Stock Loan Lowdown, Part Two: To Dismiss or Not to Dismiss?

“To dismiss or not to dismiss” is the question that Judge Failla presently mulls, and will likely continue to do for the coming weeks. Or months? Anticipation is running high here at the Manipulation Monitor, so let’s hope it is not a question of years.

For those of you who may be wondering what, exactly, is at risk of dismissal, a prudent proposition may be to promenade yourself into the recent past for a perusal of a popular post on this very topic – the original Stock Loan Lowdown.

Now that we’re all up to speed, it’s time to dig in to the defenses put forward by the Prime Broker Defendants in their motion to dismiss papers, filed back in January 2018. Defendants’ arguments cover four main topics: first, Plaintiffs failed to adequately allege a violation of the Sherman Act; second, Plaintiffs lack antitrust standing; third, Plaintiffs’ claims are time barred; and fourth, Plaintiffs have failed to state a claim for unjust enrichment. Let’s get started.

Adequacy of Allegations under the Sherman Act

  1. Plausibility

The first argument put forward by the Prime Broker Defendants goes directly to the heart of Plaintiffs’ allegations: is the conspiracy they allege not just “conceivable,” but plausible, as required under Twombly? Defendants argue that it is not, and their leading reason is, on its face, a simple one: stock loans are poorly suited to anonymous trading. That is to say, because lenders are able to recall loaned shares at any time, a rational borrower seeks not an anonymous trade via an exchange, but rather to develop relationships with the source of their loans and thus minimize the risk that those loaned shares will be recalled. Proof of this, Defendants assert, is the fact that such an exchange did not emerge despite the actions of the Defendants, given that there are numerous other prime brokers who could have participated if demand existed.

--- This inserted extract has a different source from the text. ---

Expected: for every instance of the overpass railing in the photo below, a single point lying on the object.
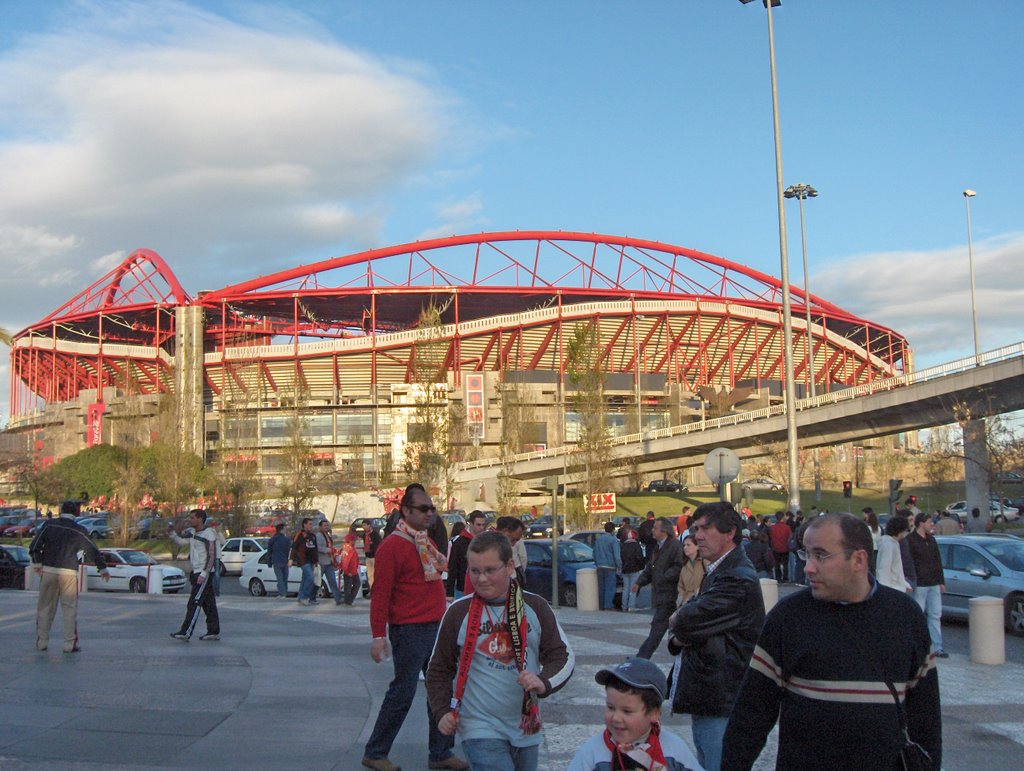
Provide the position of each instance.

In further support of their theory of implausibility is Defendant’s assertion that no clearinghouses offer their clearing services directly to borrowers and lenders. As such clearing arrangements are a necessary precondition for the alternative trading environment that Plaintiffs envision, Defendant’s position is that the marketplace as Plaintiffs discussed could not reasonably be expected to come to fruition.

Beyond assertions of facial implausibility, the Prime Broker Defendants focus on the two pathways through which Plaintiffs may satisfy the plausibility standard required: they must either provide “direct evidence” of a conspiracy, which is explicit and requires no inferences to establish the proposition, or “circumstantial facts” showing parallel conduct together with “plus factors” demonstrating that the conduct was the result of a preceding agreement, and not independent business priorities.

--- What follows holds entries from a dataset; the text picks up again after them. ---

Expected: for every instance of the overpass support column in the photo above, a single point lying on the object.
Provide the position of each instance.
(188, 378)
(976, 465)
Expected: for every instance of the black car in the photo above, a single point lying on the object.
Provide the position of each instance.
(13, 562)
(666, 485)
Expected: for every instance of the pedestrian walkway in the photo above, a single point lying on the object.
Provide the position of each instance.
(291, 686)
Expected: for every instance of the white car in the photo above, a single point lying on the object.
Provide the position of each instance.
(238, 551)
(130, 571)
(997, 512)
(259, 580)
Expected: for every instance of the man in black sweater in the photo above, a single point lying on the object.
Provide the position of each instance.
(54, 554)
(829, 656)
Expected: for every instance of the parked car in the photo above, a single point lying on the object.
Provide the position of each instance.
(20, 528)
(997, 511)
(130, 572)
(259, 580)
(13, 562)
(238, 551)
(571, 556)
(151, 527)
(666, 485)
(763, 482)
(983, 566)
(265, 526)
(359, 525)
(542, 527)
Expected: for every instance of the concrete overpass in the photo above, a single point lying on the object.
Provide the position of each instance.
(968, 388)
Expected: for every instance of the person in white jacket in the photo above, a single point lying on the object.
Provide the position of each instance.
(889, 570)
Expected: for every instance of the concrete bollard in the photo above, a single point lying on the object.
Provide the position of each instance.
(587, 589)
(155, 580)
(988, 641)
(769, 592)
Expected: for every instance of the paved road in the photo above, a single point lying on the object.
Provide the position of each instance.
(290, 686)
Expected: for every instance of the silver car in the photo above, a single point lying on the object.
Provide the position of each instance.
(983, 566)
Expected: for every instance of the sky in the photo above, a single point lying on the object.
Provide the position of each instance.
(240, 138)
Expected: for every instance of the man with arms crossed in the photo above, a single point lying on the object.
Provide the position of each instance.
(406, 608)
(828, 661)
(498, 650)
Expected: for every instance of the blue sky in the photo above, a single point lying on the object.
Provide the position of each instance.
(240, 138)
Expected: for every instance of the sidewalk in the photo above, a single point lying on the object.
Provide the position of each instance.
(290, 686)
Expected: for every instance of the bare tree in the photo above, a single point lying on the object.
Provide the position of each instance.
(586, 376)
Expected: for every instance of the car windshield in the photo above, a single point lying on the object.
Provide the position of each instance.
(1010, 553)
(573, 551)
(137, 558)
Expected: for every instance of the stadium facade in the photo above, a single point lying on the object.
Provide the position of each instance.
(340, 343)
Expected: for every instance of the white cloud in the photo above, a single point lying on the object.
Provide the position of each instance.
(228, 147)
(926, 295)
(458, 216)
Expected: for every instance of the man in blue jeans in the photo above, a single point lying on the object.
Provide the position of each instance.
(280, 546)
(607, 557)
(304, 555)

Direct evidence of a conspiracy—the “smoking gun” style of evidence so common in courtroom dramas—does not exist in this case, because “Plaintiffs fail to allege who attended any such meeting, where and when it occurred, what a was discussed, and what agreement was allegedly reached.” Defendant’s position is, essentially, that none of the examples given in Plaintiffs’ complaint provide enough factual specificity to rise to the level of direct evidence. The reference by a BofAML executive to a “meeting of the five families,” for example, fails this test because it does not provide precise details of the circumstances of the meeting, identify the executive in question, or even specify who the members of the “five families” may be.

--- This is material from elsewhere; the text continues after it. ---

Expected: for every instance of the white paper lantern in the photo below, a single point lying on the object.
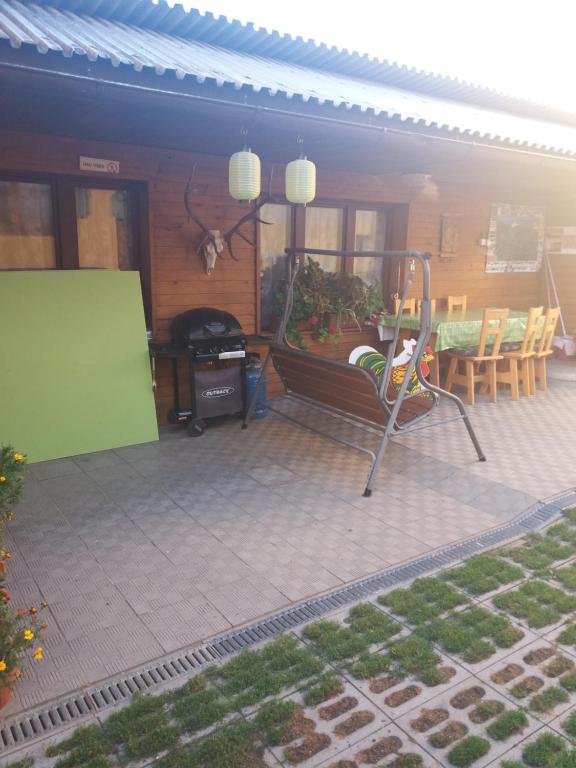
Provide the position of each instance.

Defendants further assert that the Plaintiffs have failed to plead the existence of any parallel conduct from which a conspiracy can be inferred. Their first complaint here is that a pleading must allege “particular activities” by each “particular defendant,” and cannot rely on generalizations about the defendants as a group. For example, such statements as “the Prime Broker Defendants not only boycotted the platform themselves, but pressured other market participants to do so,” are not sufficiently nonconclusory to successfully allege parallel behavior. Moreover, the complaint does not distinguish between the Defendants within their various corporate families, thus failing, as per the Prime Broker Defendants, to place them on notice as to how each Defendant participated in the conspiracy.

Where Plaintiffs did offer specific allegations concerning the individual defendants, those allegations demonstrate conduct that was “more divergent than parallel.” Claims of parallel behavior concerning AQS, for example, are undermined by the fact that at least one defendant, BofAML, was initially a strong supporter of the platform. Indeed, Defendant’s brief later makes the request that, “[b]ecause BofAML did not act in “parallel” with the other Defendants (indeed, it invested in AQS)—and there are no “plus factors” linking it to any conspiracy—BofAML should be dismissed.” That the others put forth an identical position of support for AQS only as a broker-only platform is not, according to Defendants, parallel conduct preceded by conspiracy, but merely sound—and independent—business judgments arising from the fact that the by-laws of the OCC only permitted broker-dealer members of the OCC to transact on the platform. Parallel behavior as concerns SL-x faces a similar issue: as Defendants were approached together about forming a consortium for the purpose of investing in that entity, it was only reasonable, so Defendants suggest, that they would have engaged in a common response.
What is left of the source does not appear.